Atlantis returns home for last time

NASA will soon retire its space shuttle fleet due to cost and safety concerns

Atlantis returns home for last time

final flight: Atlantis returns to the shuttle-landing facility at Kennedy Space Centre in Cape Canaveral, Florida, on Wednesday. AFP

Circling high over the Kennedy Space Centre to burn off speed, commander Ken Ham gently nosed the 100-tonne ship towards a landing strip three miles away from where he and five crew mates had blasted off on May 14 to begin NASA’s 132nd shuttle mission.

Atlantis touched down at 8:48 am EDT, completing its 32nd and final flight.
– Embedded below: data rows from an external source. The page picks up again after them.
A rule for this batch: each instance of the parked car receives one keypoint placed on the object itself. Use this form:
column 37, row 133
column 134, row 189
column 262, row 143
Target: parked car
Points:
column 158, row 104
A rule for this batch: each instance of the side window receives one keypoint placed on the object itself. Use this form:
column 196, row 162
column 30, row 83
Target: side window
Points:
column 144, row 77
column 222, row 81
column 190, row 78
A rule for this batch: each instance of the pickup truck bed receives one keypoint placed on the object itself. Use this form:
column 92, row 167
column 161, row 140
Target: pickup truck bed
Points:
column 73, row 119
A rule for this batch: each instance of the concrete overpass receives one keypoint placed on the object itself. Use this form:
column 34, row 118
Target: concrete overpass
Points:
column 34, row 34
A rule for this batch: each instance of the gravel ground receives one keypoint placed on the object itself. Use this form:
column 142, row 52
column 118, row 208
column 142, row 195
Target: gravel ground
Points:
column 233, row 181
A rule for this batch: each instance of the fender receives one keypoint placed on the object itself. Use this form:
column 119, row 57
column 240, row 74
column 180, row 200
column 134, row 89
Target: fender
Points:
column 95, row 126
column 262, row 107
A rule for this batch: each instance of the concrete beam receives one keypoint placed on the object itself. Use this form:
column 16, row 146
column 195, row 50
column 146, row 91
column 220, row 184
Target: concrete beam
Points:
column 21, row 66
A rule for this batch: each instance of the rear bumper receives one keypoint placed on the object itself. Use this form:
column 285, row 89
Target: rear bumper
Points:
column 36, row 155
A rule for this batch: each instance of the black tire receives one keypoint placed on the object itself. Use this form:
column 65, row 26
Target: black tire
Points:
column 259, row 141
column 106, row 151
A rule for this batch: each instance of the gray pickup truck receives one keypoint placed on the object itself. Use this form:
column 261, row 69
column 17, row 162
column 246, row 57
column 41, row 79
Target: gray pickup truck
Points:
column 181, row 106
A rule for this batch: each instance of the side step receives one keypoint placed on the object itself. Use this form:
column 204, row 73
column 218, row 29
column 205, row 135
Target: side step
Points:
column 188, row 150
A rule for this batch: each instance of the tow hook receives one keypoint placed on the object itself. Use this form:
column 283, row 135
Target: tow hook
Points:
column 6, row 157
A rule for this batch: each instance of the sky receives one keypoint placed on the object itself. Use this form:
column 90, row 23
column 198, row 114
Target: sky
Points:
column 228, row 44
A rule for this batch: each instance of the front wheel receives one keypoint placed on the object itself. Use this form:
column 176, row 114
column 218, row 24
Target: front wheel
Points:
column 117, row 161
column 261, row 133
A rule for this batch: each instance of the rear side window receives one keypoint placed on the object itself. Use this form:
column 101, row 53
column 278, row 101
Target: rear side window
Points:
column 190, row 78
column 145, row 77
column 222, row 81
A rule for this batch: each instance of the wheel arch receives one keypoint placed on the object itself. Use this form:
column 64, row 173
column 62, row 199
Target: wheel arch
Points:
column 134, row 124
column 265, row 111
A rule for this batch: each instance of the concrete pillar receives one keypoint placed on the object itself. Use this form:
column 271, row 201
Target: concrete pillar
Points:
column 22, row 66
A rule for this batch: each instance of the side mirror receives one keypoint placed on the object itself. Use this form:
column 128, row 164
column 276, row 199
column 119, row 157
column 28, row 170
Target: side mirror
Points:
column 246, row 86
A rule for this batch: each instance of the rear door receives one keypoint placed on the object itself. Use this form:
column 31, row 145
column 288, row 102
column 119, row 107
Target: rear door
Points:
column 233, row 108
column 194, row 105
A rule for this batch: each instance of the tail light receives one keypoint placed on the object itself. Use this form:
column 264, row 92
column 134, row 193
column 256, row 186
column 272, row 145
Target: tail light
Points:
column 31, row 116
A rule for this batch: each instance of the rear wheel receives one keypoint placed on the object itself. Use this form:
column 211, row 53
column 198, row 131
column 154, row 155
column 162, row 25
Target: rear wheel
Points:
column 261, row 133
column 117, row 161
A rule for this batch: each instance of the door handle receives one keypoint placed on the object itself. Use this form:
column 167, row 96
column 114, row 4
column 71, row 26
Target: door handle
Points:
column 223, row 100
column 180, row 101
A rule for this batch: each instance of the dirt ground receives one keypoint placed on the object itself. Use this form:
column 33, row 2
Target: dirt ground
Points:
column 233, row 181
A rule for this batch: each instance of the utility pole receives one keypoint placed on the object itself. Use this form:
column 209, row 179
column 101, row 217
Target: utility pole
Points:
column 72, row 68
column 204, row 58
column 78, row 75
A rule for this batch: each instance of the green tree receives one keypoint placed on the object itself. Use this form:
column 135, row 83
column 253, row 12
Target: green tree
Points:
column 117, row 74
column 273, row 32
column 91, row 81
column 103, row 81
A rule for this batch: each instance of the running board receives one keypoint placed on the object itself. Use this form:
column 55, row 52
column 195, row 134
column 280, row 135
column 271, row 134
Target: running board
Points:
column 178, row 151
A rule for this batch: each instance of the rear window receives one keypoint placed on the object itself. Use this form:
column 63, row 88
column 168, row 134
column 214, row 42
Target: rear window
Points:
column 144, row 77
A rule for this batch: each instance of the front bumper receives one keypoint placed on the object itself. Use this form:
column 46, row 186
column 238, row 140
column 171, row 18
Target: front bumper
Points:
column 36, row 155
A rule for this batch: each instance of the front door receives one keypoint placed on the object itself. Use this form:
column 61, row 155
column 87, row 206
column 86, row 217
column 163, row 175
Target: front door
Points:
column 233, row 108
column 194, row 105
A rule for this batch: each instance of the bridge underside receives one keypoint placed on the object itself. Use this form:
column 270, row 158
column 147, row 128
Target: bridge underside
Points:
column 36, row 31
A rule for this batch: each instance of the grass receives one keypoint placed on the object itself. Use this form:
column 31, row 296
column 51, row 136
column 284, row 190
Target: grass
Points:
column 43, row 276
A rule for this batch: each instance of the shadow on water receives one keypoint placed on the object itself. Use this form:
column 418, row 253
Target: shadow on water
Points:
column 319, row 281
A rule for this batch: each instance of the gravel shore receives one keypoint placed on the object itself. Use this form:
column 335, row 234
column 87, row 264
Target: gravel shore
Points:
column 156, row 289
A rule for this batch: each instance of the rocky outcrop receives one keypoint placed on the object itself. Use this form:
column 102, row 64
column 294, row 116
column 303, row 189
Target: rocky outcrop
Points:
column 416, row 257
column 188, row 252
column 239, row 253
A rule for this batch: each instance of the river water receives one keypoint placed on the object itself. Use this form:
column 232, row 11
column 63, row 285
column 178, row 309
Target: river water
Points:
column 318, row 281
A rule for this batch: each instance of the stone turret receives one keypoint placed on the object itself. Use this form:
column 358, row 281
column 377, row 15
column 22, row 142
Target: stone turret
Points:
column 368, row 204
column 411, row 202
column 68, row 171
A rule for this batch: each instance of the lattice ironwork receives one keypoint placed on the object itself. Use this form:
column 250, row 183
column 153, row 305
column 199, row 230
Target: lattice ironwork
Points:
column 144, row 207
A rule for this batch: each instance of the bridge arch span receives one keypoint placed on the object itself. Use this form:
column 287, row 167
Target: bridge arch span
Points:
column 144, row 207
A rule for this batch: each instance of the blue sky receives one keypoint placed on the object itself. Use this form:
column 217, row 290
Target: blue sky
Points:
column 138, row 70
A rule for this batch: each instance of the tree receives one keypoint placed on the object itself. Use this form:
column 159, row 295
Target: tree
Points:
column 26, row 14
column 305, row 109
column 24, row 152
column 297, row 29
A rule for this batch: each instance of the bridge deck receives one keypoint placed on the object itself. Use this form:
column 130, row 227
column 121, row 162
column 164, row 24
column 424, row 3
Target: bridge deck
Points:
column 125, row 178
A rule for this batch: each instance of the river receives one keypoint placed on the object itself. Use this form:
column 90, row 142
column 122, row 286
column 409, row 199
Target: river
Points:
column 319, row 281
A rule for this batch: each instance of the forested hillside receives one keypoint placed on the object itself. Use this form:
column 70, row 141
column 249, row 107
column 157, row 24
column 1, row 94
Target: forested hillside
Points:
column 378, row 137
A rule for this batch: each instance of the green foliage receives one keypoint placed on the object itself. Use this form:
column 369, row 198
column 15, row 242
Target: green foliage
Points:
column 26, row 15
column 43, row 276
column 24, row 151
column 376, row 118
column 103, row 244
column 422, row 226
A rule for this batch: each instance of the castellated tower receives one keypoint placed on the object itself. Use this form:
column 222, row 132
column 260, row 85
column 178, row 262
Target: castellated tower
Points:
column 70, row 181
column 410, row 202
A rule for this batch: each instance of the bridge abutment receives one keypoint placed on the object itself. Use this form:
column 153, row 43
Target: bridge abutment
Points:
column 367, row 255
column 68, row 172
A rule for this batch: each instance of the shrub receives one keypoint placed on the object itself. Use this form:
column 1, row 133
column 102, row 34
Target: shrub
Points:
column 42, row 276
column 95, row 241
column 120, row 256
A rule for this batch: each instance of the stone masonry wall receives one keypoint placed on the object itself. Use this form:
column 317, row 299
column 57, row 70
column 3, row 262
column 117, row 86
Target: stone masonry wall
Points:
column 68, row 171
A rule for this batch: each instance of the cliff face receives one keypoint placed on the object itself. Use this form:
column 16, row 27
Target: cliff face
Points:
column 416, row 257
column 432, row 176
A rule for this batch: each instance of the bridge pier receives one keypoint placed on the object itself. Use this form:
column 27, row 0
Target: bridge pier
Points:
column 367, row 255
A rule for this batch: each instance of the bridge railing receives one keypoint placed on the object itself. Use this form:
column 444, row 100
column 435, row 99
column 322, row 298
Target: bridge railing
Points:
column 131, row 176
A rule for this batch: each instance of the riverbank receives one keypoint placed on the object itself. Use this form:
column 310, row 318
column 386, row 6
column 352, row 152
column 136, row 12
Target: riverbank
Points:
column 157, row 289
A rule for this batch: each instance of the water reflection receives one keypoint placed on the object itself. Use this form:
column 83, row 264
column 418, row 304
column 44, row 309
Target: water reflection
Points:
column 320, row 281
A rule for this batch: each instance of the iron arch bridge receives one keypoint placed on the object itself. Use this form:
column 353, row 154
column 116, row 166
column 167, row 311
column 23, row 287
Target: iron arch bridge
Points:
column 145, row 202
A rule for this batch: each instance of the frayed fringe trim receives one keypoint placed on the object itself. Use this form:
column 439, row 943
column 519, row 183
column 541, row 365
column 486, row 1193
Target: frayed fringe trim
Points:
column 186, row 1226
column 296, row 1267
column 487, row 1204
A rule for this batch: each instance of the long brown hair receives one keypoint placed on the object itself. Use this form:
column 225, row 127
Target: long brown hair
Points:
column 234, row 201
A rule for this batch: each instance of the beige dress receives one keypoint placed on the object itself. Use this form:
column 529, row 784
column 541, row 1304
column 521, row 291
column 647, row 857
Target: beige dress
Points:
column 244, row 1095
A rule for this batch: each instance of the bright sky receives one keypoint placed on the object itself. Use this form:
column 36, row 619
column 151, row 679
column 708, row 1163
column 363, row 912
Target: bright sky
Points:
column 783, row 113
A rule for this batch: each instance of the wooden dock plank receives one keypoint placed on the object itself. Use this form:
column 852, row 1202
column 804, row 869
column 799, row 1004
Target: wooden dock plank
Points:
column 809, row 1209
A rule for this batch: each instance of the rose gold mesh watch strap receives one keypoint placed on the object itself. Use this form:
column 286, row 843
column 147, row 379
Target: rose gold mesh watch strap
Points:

The shuttles began flying in 1981 and are being retired due to cost and safety concerns.

NASA plans to fly each of its remaining shuttles, Discovery and Endeavour, once more this year to complete assembly and outfitting of the space station, a $100 billion project of 16 nations that has been under construction for 12 years.

President Barack Obama wants to cancel a follow-on programme to the shuttles to develop rockets and capsules aimed at returning US astronauts to the moon, and instead develop new technologies for travel farther from Earth. The proposal, which is pending before Congress, is controversial.

Before being turned over to a museum, Atlantis will be prepared as an emergency rescue ship for the last shuttle crew.

NASA is evaluating proposals from museums and science centers wanting to display Atlantis and Endeavour. Discovery, which is scheduled to make its last flight in September, is promised to the Smithsonian Air and Space Museum.